“Il principio da cui desumere l’impugnabilità di un atto si ricava dall’assioma che un atto che abbia contenuto impositivo, anche se non è assimilabile ad alcuna delle categorie previste dall’art. 19 d.lgs. n. 546 del 1992, non può essere privato di tutela giurisdizionale”.
Con ordinanza n. 26523 del 8 settembre 2022 la Sezione Tributaria della Corte di Cassazione (Pres. Sorrentino, Rel. Crivelli) ha riaffermato l’ormai consolidato principio di diritto secondo cui il contribuente può proporre ricorso avverso atti anche non specificamente indicati nel novero pur tassativo di cui all’art. 19 del d.lgs. n. 546/1992.
Nei fatti una contribuente, socia di una s.a.s., dichiarava per l’anno 2009 un reddito di partecipazione pari ad euro 238.538,00, ma a causa del gravissimo ritardo con cui i corrispettivi erano stati pagati alla società non versava l’imposta, non disponendo della necessaria liquidità. La contribuente, in data 12 febbraio 2013, riceveva la notifica di una comunicazione di irregolarità, ai sensi dell’art.36-bis d.P.R. 29 settembre 1973, n. 600, avverso la quale presentava istanza di annullamento in autotutela, cui però l’Agenzia non dava seguito. Successivamente, in data 5 giugno 2013, riceveva la notifica di una cartella di pagamento per l’importo di euro 117.168,11. La contribuente proponeva così ricorso avverso la cartella di pagamento: la CTP ne riteneva l’inammissibilità per tardività, in quanto il ricorso si sarebbe ad avviso dei giudici dovuto proporre avverso la precedente comunicazione di irregolarità; la CTR, adita in sede di appello, confermava la decisione di primo grado. La contribuente quindi proponeva ricorso in cassazione deducendo la violazione degli artt. 19, comma 3, e 21, d.lgs. 31 dicembre 1992, n. 546.
I Giudici di Legittimità hanno ricordato come “questa Corte, con orientamento condiviso, ha più volte affermato che l’elencazione degli atti impugnabili, contenuta nell’art. 19 d.lgs. n. 546 del 1992, pur avendo natura tassativa, non preclude la facoltà di impugnare anche altri atti con i quali l’Amministrazione porti a conoscenza del contribuente una ben individuata pretesa tributaria, esplicitandone le ragioni fattuali e giuridiche, dovendo intendersi la tassatività riferita non ai singoli provvedimenti nominativamente indicati ma alle “categorie” a cui questi ultimi sono astrattamente riconducibili, nelle quali vanno ricompresi gli atti atipici, o con nomen iuris diversi da quelli indicati, che però producono gli stessi effetti giuridici”.
Come evidenziato dalla Corte “all’affermazione della facoltà di proporre immediata impugnazione dell’atto non espressamente indicato dall’articolo appena menzionato non è, tuttavia, affiancata la cristallizzazione della pretesa tributaria, ove l’impugnazione non sia effettuata e la pretesa venga successivamente reiterata in uno degli atti tipici previsti dall’articolo menzionato, perché l’impugnazione è, appunto, una facoltà della parte, e non un onere, e, pertanto, non può determinare alcuna decadenza (operante solo se normativamente prevista) per il caso in cui essa non venga esercitata” (in tal senso, v.
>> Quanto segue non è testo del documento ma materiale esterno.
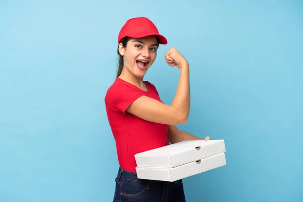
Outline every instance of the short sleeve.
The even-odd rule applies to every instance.
[[[113,85],[107,92],[105,104],[114,111],[126,114],[127,108],[142,95],[141,92],[128,85]]]
[[[160,98],[160,96],[159,95],[159,93],[158,92],[156,86],[153,83],[150,83],[149,81],[145,81],[145,84],[147,84],[149,87],[152,88],[153,91],[157,94],[157,95]]]

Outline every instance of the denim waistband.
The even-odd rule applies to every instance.
[[[130,180],[135,180],[135,181],[141,181],[144,182],[149,182],[150,181],[154,181],[154,180],[146,180],[143,179],[139,179],[137,177],[137,173],[134,173],[132,172],[129,172],[126,171],[125,170],[122,168],[121,167],[119,168],[118,171],[118,178],[122,177],[124,179],[126,179]],[[119,181],[119,180],[118,180]]]

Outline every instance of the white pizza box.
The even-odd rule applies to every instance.
[[[137,166],[136,171],[139,179],[174,182],[226,165],[223,153],[175,168]]]
[[[137,166],[174,168],[225,152],[224,140],[186,140],[135,155]]]

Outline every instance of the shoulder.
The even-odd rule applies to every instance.
[[[156,87],[156,86],[155,85],[154,85],[153,83],[152,83],[150,82],[149,82],[148,81],[144,81],[144,83],[147,86],[148,88],[149,88],[151,89],[152,90],[153,90],[154,92],[155,92],[159,96],[158,91],[157,88]]]
[[[104,98],[107,108],[125,113],[135,99],[143,95],[133,85],[117,79],[108,89]]]
[[[108,89],[105,95],[106,102],[107,100],[121,97],[129,93],[130,91],[134,90],[136,90],[135,88],[131,85],[117,78]]]

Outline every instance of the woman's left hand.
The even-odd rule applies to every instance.
[[[206,137],[205,138],[205,139],[204,139],[204,140],[206,141],[209,140],[210,139],[211,139],[211,138],[209,136],[208,136],[207,137]]]

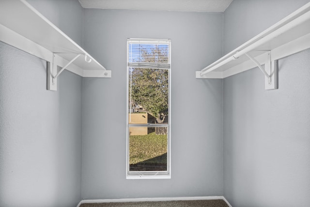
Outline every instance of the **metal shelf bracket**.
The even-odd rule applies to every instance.
[[[265,76],[265,89],[273,90],[278,89],[278,73],[277,60],[271,61],[271,51],[268,52],[268,58],[264,69],[261,64],[248,53],[245,53],[258,67]]]
[[[58,72],[58,66],[59,63],[59,57],[57,55],[58,53],[53,53],[53,60],[51,63],[49,62],[47,64],[47,89],[50,90],[57,90],[57,77],[61,74],[62,72],[66,69],[70,64],[71,64],[76,59],[77,59],[79,57],[84,54],[78,54],[71,59],[68,63],[64,66],[62,69]],[[87,60],[87,56],[84,55],[85,56],[85,61],[90,63],[92,61],[92,59],[90,58],[89,60]]]

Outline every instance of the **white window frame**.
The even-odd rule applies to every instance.
[[[169,64],[170,67],[169,71],[169,97],[168,97],[168,123],[165,124],[129,124],[128,123],[128,114],[129,109],[128,108],[129,103],[129,68],[131,67],[128,66],[128,44],[130,43],[141,44],[147,44],[158,43],[168,44],[169,45]],[[170,179],[171,178],[171,41],[170,39],[133,39],[129,38],[127,41],[127,89],[126,93],[127,94],[127,100],[126,104],[126,179]],[[132,67],[132,66],[131,66]],[[129,171],[129,127],[167,127],[167,170],[158,171]]]

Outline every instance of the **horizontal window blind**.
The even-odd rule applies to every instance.
[[[148,41],[129,39],[128,66],[133,68],[169,69],[170,41]]]

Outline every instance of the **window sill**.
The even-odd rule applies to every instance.
[[[126,176],[127,179],[170,179],[171,175],[167,173],[165,174],[127,174]]]

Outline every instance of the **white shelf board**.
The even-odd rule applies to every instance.
[[[43,47],[52,53],[57,53],[57,55],[66,61],[71,60],[77,54],[86,55],[88,56],[88,60],[92,59],[90,63],[85,61],[85,56],[81,55],[74,62],[73,65],[68,67],[68,70],[71,70],[70,68],[77,66],[72,71],[77,72],[76,73],[81,76],[84,71],[106,71],[102,65],[82,47],[25,0],[1,0],[0,24],[2,25],[0,28],[1,29],[0,30],[1,41],[34,55],[36,55],[40,58],[43,58],[48,61],[50,61],[49,59],[44,58],[45,56],[38,53],[32,53],[32,50],[38,50],[36,48]],[[14,37],[10,37],[12,34],[14,34]],[[18,41],[21,43],[16,43]],[[20,46],[24,42],[28,42],[28,44]],[[30,46],[27,47],[27,45]],[[83,71],[81,72],[80,69]],[[108,71],[108,73],[110,74],[110,71]],[[96,74],[95,73],[91,74]]]
[[[270,51],[274,61],[310,48],[310,3],[238,47],[202,71],[197,78],[224,78],[255,68],[245,51],[261,64]],[[238,58],[234,58],[237,57]],[[204,72],[202,75],[201,74]]]

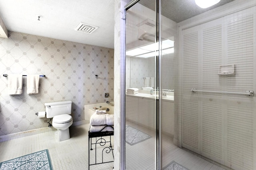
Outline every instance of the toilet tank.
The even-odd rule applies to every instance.
[[[64,114],[71,115],[72,105],[71,100],[46,103],[44,106],[46,117],[50,118]]]

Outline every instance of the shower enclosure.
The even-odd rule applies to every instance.
[[[256,6],[126,6],[126,170],[256,169]]]

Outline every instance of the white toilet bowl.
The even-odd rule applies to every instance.
[[[70,139],[69,127],[73,123],[72,117],[68,114],[55,116],[52,119],[52,126],[57,131],[56,133],[58,141],[62,141]]]

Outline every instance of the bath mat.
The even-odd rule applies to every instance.
[[[52,170],[48,149],[0,163],[0,170]]]
[[[189,170],[184,166],[176,162],[172,161],[163,168],[164,170]]]
[[[125,141],[130,145],[133,145],[151,138],[148,135],[130,126],[125,127]]]

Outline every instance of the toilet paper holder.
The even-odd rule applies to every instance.
[[[45,114],[46,115],[46,112],[45,112]],[[38,112],[36,112],[36,115],[37,116],[38,115]],[[52,118],[50,118],[50,121],[49,121],[47,122],[47,123],[49,123],[49,125],[48,125],[48,127],[50,127],[52,126],[52,124],[50,123],[50,121],[51,121],[52,120]]]
[[[46,112],[45,113],[45,114],[46,114]],[[36,112],[36,115],[37,116],[38,116],[38,112]]]

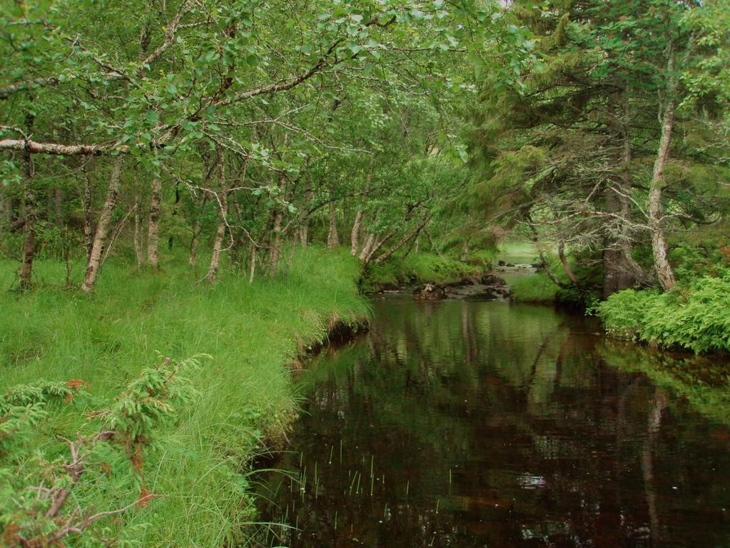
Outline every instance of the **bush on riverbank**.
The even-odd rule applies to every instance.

Cass., Sez. 5, n. 2616 dell’11/02/2015; Cass., Sez. 6-5, n. 14675 del 18/07/2016; Cass., Sez. 5, n. 11471 dell’11/05/2018; Cass., Sez. 5, n. 27805 del 31/10/2018; Cass., Sez. 5, n. 1230 del 21/01/2020).
La Corte, accolto il ricorso della contribuente, ha dunque confermato come i suesposti principi risultano affermati anche con specifico riferimento alla comunicazione di irregolarità ai sensi dell’art.36-bis d.P.R. 29 settembre 1973, n. 600.